Losing a parent is an experience that has no comparison. Like childbirth, it exists beyond the realm of language: our words strive, but never completely describe it. At first, grief carries you out like a tide to an ending you always knew would come, but couldn’t possibly be prepared for. With a long, relentless illness like Alzheimer’s, you remember every detail of the journey, every slow mile you traveled.
Hope dies along the way–the hope that things will someday change between you and your parent; you’ll be less hesitant, perhaps, with each other, more open. During the last couple of years, I would sit beside my father, silence floating between us, knowing that we would never be any more to each other than we were right then.
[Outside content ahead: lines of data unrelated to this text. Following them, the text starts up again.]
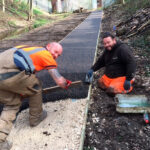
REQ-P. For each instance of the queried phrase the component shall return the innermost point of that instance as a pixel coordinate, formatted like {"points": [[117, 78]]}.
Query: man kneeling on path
{"points": [[119, 66], [18, 80]]}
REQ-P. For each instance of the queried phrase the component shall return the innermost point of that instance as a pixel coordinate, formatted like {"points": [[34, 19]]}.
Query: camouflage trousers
{"points": [[12, 91]]}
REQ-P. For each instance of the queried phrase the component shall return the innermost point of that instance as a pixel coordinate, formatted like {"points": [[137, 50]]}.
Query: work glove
{"points": [[127, 85], [89, 76], [68, 83]]}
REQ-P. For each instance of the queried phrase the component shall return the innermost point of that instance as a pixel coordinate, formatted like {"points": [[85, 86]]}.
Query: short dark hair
{"points": [[107, 34]]}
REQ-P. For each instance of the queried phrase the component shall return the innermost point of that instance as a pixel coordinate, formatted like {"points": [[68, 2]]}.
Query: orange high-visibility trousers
{"points": [[114, 85]]}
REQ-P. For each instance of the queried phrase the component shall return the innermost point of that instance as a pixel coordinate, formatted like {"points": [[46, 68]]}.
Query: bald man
{"points": [[18, 67]]}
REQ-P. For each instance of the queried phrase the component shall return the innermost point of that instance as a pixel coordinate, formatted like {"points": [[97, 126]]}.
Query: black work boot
{"points": [[35, 121], [5, 145]]}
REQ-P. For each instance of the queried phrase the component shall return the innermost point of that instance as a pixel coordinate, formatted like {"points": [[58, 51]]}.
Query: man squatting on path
{"points": [[119, 64], [18, 80]]}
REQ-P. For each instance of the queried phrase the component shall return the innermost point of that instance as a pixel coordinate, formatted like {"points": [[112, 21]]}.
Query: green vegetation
{"points": [[11, 23], [131, 6], [40, 22]]}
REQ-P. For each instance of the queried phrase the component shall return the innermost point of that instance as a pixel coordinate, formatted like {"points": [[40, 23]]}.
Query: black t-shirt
{"points": [[117, 62]]}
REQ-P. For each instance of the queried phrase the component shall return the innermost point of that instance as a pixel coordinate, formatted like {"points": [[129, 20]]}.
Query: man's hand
{"points": [[89, 76], [127, 85], [68, 83]]}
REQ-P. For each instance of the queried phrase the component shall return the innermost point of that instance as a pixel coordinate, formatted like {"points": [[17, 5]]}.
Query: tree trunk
{"points": [[3, 5], [30, 10], [53, 5]]}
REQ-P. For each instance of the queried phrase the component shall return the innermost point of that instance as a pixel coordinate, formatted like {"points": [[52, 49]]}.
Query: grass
{"points": [[131, 6]]}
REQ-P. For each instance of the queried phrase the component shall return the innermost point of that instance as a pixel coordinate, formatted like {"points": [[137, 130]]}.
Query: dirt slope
{"points": [[107, 129]]}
I don’t know whether the loss is easier or harder if a parent is famous; maybe it’s neither. My father belonged to the country. I resented the country at times for its demands on him, its ownership of him. America was the important child in the family, the one who got the most attention. It’s strange, but now I find comfort in sharing him with an entire nation. There is some solace in knowing that others were also mystified by him; his elusiveness was endearing, but puzzling. He left all of us with the same question: who was he? People ask me to unravel him for them, as if I have secrets I haven’t shared. But I have none, nothing that you don’t already know. He was a man guided by internal faith. He knew our time on this earth is brief, yet he cared deeply about making his time here count. He was comfortable in his own skin. A disarmingly sunny man, he remained partially in shadow; no one ever saw all of him. It took me nearly four decades to allow my father his shadows, his reserve, to sit silently with him and not clamor for something more.
I have learned, over time, that the people who leave us a little bit hungry are the people we remember most vividly. When they are alive, we reach for them; when they die, some part of us follows after them. My father believed in cycles–the wheel of birth, and life, and death, constantly turning. My hand was tiny when he held it in his and led me to a blackened field weeks after a fire had burned part of our ranch. He showed me green shoots peeking out of the ashes. New life. I let go of his hand for too long, pushed it away, before finally grasping it again, trusting that even in his dying, I would find new life.